Llegó el nuevo siglo y, cómo no, arrancó con una cruenta
guerra a la que llamaron “de las trincheras” aquellos que desconocían el frio
de sus entrañas, los piojos de sus paredes y el aire mortalmente gaseoso de sus
nubes. También, desde mi evitado norte llegó otra revolución. Con ella mataron a
sus arrogantes zares e instalaron en el poder al proletariado y al campesinado.
Lo que desconocían, aunque lo aprenderían con creces, es que de igual forma que
redujeron a cenizas aquella aristocracia afianzaron en la presidencia al dictador
más sanguinario del siglo que sólo consiguió tapar sus crímenes venciendo otro
igual de despiadado, inhumano y atroz.
Viví y estuve involucrado en más revueltas, pues, parece ser,
que este es mi destino. Saludé a Zapata para que fuera asesinado por la
traición. Festejé una República en el mismo país que luego la defendió en una
contienda que, como todas, la perdieron los poetas. Corrí de nuevo por las
calles de un Mayo parisino que acabó engullido por el capitalismo, los
souvenirs y el pijerío. Derrocamos al eterno Sha persa con esperanzas de
cambios en el endémico vivir de aquellas tierras y brotaron, sin haber
derramado ni una sola gota de sudor, unos señores llamados ayatolas que, de no
ser por su indumentaria, bien podrían identificarse con los inquisidores. Me
alcé contra un dictador centroamericano al lado de un ejército conocido como
sandinista que consiguió el poder no para su pueblo sino para que las familias
de sus coroneles sigan gobernando revolcados en la opulencia y el dinero.
Pertenecí a los últimos presos herederos de la lucha antimilitarista de este
Estado y ahora, que todos los hombres jóvenes pueden elegir ser soldados o no,
este mismo Estado se militariza más que nunca porque vivimos en un planeta
globalizado por el desprecio al otro y el resurgir de viejas ideas políticas.

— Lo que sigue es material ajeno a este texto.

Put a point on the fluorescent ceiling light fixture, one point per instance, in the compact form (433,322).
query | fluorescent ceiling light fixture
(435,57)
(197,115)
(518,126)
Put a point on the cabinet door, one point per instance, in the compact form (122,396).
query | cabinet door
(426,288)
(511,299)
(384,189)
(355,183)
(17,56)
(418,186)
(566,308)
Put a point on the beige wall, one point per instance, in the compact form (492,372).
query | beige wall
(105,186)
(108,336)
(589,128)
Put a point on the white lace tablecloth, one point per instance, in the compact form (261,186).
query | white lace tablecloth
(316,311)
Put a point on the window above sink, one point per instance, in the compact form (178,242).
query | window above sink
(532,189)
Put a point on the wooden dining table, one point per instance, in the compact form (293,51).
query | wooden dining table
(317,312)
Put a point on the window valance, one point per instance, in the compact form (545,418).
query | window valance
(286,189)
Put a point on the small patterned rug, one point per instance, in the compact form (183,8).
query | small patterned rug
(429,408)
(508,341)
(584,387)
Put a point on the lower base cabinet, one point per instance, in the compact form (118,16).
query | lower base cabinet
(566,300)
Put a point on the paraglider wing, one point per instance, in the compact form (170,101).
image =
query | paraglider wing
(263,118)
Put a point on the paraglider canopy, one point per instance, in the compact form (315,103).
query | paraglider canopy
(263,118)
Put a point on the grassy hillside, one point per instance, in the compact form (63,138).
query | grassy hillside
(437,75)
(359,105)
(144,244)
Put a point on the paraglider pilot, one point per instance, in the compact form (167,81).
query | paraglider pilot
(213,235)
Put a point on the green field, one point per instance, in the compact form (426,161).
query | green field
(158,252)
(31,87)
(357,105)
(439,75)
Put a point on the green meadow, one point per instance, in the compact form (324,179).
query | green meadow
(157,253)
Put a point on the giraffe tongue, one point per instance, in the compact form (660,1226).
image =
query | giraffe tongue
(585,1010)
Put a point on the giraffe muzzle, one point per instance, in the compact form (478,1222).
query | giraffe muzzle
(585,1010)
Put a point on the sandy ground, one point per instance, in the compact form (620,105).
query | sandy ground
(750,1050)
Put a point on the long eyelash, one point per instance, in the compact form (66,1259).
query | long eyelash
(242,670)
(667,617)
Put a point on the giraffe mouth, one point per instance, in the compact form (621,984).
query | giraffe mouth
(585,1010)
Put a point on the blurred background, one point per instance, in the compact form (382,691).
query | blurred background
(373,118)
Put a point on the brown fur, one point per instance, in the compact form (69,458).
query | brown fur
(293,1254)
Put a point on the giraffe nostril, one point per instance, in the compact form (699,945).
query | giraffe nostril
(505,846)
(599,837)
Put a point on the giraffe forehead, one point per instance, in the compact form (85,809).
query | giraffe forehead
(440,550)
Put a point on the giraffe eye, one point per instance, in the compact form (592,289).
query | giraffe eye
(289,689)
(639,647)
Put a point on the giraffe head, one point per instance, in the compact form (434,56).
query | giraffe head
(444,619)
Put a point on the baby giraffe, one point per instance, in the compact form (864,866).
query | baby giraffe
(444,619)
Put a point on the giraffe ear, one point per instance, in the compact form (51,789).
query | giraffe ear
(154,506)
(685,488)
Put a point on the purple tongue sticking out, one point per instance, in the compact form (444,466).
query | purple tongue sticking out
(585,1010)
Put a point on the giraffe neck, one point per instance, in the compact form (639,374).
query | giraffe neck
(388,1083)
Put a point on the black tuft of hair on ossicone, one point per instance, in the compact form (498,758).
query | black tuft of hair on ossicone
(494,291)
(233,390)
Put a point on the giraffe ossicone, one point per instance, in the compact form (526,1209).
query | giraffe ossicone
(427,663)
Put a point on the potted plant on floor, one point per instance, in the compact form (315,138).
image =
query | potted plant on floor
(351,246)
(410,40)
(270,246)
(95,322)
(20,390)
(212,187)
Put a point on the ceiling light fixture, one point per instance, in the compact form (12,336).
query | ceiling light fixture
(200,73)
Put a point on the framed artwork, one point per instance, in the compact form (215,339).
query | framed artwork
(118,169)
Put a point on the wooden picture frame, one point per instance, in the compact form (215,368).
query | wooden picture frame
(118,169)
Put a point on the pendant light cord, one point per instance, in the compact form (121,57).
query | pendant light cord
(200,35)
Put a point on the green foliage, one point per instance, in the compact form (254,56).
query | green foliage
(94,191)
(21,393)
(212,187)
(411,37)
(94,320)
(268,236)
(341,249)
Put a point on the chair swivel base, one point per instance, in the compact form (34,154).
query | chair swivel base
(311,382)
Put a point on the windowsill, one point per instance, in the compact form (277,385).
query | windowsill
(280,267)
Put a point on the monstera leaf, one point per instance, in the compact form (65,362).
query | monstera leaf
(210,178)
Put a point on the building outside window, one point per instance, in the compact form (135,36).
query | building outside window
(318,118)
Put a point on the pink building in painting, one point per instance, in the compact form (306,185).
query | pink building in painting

Me alegré cuando la primavera se hizo árabe y, mientras me hacían una
inspección anal como parte de mi acusación por homosexual en Túnez, lloré
desconsoladamente con la puesta en libertad de Mubarak y la interminable guerra
siria.
Una vez contado todo esto, y de machacaros vuestras sienes
con mi vida, puedo deciros que jamás me echaré atrás ante el término
revolución. De igual forma, me sinceraré diciendo que lo que realmente me
aterra, indigna, desespera y pisotea mi terca idea de un mundo mejor es todo lo
que sucede, acontece, crece y llega al poder después de cada una de ellas.